However, recently I have in fact been readin. Reading words wot I didn't actually write. Here are three of them. Well, not three words :-):
DOWN HOME – Gail Roughton
http://www.amazon.com/dp/B0099WA05A
CHILDREN OF HAMELIN – Theresa Sinclair
http://www.amazon.com/dp/B007RYSLSK
BEAST OF BURDEN – Angela Robbins
http://www.amazon.com/dp/B00AC6VEZW
Declaration of Interest: I know Ms Roughton and Ms Robbins, though I’ve never met either. Anti-Declaration: I bought and paid for copies of all three of the above without talking to any of the authors, and of my own choice and free will :-).

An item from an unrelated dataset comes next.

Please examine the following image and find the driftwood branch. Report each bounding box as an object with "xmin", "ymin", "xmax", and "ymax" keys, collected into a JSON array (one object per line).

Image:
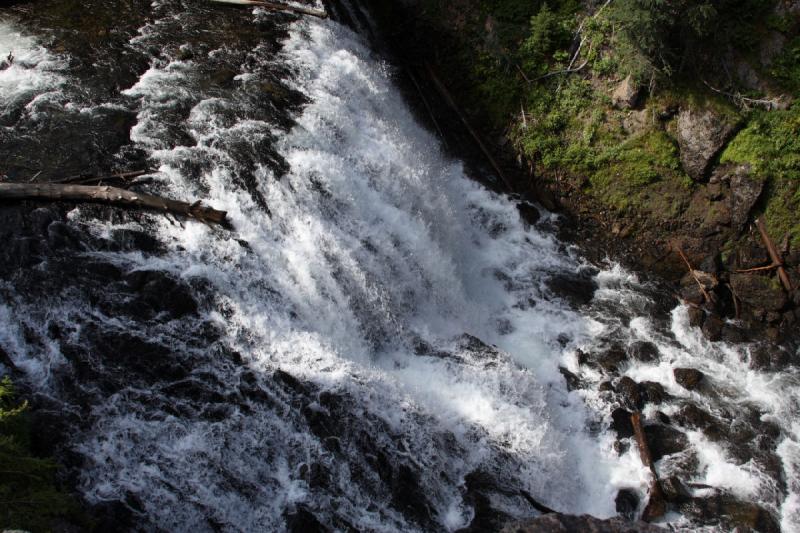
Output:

Without going into full review mode, DOWN HOME isn’t my usual Sci-Fi/ Fantasy side of the street. It’s a combination of Deep South flavour and mystery/ thriller type fare. But while (with apologies to Charlie Daniels) I don’t drive a pickup truck, I’m more than partial to a little fried chicken on occasion. Down Home provided it, if only metaphorically :-). I started reading it while fixing my rather sick PC, and realised a few hours later the damn machine still wasn’t fixed – but that I’d just read a pretty good book, so it wasn’t all bad :-).
CHILDREN OF HAMELIN is a little different. Actually, it's a lot different, or I found it so at least. I told someone recently I like writers who surprise me, and Ms Sinclair certainly managed that. Yes, it’s a re-telling of the Pied Piper story, but from a totally different perspective and with a remarkably strong Voice. And I was fine thinking that as I read it. Then the Lady Theresa did it to me. Having told me a tale I’d rather enjoyed, from an engaging point of view I hadn’t seen before, she switched my head-space over. She told it to me again – but from a totally different view. Books in first person aren’t uncommon. Books in two first-persons, showing the same events from the perspectives of two very different personalities, rather less so. For me, it worked. A lot :-).
And BEAST OF BURDEN. I don’t read a lot of YA (Young Adult) – but this one I read. It’s Ms Robbins first book, and it mixes Egyptian and Norse myth backgrounds. It’s YA, so there has to be a cute girl and guy who’s either cute or the one you hated not being when you were at school (depending on your gender and preferences). And yes, theyhave classic boy-girl conflicts. Heck, they fight like cat and dog. Which isn’t really that surprising, since one’s a werewolf (but there’s no Twilight here – and no vampires), and she’s a cougar, even if she’s a bit young for the role :-).
Heh. It’s OK. I’ll shut up now… and go read something else :-).